Monday 6 November 2017

Honey - BOBBY GOLDSBORO**

Honey/Run To Me/With Pen In Hand/Pardon Me Miss/Why Don’t You Believe Me/Pledge Of Love/Little Green Apples/Love Arrestor/By The Time I Get To Phoenix/Beautiful People/A Woman

Romantic singer songwriter Bobby Goldsboro enjoyed his only major album chart success with Honey. The cloying title track reached No. 1 in the US and No. 2 in the UK. (US:5)

"Goldsboro had been making albums for five years when he scored his biggest hit in 1968 with the title cut from Honey, dominated by pop songs about love, often (though not always) with a melancholy undertow. What holds the album together is Goldsboro's voice, which is in fine fettle throughout. While he often favoured material that offered plenty of opportunity for sentimental overkill, Goldsboro was a performer with an admirable sense of restraint, and the warm, rich tone of his instrument would have given him plenty of room to emote."

"OK, so maybe Honey is definitive schmaltz. I don't care. I'm just glad that there's a song like this in this world for us all to enjoy."
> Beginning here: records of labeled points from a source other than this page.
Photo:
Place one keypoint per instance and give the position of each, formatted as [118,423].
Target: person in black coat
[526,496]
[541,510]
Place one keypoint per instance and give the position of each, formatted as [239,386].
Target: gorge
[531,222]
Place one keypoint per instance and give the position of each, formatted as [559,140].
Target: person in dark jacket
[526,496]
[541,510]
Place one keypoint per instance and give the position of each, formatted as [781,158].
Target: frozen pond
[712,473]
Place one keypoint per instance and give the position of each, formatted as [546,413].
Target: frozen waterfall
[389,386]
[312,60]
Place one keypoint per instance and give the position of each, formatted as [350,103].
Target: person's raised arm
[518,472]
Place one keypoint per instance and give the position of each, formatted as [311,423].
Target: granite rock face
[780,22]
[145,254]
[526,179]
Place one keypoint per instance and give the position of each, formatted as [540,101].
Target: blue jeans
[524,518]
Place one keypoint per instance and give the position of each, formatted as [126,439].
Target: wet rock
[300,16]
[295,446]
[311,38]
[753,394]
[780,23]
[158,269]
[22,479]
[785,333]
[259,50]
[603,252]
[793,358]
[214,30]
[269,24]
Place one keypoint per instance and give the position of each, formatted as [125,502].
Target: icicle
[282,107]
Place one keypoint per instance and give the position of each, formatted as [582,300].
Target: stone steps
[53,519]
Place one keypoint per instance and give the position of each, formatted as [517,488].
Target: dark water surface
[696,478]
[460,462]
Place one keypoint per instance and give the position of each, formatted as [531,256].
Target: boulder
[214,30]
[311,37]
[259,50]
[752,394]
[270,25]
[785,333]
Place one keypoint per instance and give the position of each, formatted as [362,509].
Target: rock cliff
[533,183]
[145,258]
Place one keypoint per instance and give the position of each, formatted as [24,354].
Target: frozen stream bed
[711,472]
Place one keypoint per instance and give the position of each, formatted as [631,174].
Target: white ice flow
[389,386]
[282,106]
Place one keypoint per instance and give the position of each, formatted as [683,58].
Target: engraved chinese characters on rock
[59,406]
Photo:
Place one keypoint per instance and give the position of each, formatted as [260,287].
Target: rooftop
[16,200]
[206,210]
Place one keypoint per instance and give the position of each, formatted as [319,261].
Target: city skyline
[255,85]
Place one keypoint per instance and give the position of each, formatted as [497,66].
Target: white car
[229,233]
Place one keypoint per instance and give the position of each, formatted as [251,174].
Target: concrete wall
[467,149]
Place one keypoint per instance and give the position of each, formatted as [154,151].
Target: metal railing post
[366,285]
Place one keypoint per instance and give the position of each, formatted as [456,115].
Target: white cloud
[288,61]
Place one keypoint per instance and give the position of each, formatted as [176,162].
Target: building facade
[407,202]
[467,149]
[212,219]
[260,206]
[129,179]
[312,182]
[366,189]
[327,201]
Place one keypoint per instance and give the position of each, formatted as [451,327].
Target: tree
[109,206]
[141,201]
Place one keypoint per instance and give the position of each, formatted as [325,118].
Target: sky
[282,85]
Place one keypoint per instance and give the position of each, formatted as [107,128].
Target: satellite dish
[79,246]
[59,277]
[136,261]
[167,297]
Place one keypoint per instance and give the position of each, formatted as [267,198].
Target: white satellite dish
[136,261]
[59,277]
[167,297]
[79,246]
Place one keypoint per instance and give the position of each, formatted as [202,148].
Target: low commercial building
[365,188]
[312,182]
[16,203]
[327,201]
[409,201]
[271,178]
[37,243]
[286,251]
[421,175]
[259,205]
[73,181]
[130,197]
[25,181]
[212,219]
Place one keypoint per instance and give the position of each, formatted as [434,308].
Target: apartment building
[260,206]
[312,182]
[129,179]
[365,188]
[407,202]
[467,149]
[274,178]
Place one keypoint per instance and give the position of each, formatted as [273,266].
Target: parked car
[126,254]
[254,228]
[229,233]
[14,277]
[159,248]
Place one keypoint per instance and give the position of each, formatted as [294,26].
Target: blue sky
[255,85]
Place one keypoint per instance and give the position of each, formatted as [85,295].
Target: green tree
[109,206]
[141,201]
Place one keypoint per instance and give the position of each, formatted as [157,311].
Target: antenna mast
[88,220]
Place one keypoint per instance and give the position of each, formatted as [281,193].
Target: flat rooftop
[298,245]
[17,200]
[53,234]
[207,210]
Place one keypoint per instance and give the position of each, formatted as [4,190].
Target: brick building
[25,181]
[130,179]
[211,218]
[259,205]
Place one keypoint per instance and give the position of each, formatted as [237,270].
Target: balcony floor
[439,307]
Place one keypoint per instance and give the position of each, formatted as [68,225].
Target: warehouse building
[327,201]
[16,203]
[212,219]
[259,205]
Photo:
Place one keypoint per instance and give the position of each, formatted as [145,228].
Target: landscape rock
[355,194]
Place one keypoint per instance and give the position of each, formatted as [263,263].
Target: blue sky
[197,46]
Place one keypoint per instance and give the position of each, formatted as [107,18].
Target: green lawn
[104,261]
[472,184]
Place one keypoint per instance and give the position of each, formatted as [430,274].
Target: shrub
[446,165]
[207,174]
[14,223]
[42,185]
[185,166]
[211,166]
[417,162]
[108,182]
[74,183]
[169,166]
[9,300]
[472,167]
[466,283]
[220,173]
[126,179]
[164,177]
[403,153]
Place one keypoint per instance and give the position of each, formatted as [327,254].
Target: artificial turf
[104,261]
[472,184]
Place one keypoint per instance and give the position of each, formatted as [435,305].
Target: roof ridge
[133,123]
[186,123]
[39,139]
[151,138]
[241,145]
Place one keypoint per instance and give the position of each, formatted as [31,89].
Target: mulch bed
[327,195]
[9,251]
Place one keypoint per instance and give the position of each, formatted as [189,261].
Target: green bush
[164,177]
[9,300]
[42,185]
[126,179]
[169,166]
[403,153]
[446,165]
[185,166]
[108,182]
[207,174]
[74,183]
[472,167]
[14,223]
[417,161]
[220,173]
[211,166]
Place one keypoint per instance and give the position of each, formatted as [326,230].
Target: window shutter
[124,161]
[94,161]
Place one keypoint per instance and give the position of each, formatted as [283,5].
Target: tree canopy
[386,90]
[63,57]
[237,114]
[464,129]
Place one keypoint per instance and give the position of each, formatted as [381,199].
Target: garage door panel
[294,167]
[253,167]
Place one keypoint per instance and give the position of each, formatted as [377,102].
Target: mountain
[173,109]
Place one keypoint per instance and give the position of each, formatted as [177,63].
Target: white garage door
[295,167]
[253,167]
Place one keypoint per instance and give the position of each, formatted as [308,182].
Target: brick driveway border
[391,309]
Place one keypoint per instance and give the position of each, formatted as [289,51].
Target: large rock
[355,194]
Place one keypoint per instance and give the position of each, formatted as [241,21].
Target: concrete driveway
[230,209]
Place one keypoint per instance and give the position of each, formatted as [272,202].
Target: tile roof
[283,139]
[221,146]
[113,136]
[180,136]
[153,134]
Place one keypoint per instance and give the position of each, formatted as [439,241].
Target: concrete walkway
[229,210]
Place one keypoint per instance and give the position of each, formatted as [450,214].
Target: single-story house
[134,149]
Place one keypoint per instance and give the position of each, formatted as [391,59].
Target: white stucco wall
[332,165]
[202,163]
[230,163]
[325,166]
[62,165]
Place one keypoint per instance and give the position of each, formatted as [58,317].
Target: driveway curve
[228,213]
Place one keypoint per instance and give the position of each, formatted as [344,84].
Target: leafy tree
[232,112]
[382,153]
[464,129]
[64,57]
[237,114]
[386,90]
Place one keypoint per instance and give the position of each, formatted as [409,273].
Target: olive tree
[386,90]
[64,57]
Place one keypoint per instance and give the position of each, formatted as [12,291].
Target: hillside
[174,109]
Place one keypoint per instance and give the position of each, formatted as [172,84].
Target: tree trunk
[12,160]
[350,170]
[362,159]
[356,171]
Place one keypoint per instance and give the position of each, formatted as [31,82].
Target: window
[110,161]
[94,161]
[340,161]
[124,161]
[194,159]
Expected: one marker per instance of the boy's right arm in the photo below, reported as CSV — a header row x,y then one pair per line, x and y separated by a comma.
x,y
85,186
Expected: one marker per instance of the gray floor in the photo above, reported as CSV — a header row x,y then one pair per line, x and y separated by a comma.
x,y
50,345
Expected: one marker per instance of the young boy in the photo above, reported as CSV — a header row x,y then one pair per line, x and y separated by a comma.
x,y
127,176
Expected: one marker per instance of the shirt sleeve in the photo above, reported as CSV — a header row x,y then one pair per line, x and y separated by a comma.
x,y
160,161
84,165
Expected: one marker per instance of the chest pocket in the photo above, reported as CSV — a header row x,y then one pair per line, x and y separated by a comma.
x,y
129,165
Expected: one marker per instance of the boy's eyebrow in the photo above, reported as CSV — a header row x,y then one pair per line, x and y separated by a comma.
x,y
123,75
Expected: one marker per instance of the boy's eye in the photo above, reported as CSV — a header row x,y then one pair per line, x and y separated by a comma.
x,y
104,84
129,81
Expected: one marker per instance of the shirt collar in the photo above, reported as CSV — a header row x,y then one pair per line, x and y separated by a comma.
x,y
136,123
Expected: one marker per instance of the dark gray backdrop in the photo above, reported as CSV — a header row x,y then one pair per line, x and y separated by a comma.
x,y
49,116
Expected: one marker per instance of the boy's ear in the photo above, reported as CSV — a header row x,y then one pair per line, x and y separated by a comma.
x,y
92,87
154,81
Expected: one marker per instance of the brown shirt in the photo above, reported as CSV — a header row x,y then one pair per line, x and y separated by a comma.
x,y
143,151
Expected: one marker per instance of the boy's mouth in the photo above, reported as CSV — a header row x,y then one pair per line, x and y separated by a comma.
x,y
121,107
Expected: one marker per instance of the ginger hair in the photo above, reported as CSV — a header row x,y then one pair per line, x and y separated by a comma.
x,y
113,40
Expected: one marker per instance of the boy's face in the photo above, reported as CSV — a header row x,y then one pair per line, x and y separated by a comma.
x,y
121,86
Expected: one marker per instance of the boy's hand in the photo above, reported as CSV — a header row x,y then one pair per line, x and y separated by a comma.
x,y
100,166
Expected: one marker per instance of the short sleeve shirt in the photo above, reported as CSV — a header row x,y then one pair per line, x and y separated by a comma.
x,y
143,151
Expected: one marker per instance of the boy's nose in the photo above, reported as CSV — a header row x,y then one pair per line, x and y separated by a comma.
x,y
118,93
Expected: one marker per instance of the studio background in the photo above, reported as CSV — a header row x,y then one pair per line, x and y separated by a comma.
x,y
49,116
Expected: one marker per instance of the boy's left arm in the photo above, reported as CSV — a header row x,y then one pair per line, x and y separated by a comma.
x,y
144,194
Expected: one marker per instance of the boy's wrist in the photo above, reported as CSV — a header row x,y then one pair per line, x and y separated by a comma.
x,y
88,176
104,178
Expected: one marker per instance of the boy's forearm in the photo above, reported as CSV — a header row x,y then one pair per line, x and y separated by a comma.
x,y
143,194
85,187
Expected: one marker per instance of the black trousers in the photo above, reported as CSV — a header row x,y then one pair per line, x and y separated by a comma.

"Honey is non-cynical. It speaks to the human condition, our mortality, and the loss of a loved one. Its a beautiful song. And its very real."

"Goldsboro is probably one of the more underrated singers from the 60s. His music was at times sentimental, but his delivery was always heartfelt."

"If you like music that's so bad it's good, then you must, and I mean must, rush out and get this album right now. BG is the king, the high avatar, the alpha and the omega of schmaltzy music. Honey is so bad, on so many levels, it would take a book to list them all - it regularly tops lists of the worst songs of all time."

"One of my favourite songs and one of my most hated songs have the same title - Honey. I really loathe the sap of Bobby Goldsboro's 1968 death smash. Maybe it is that strange female voice that stalks up behind our widower. Maybe it is the creepiness of this hick-death lullaby that tried to be so cute at the height of Vietnam and race riots, not realizing its own inherent sordidness. Or maybe the song just sucks."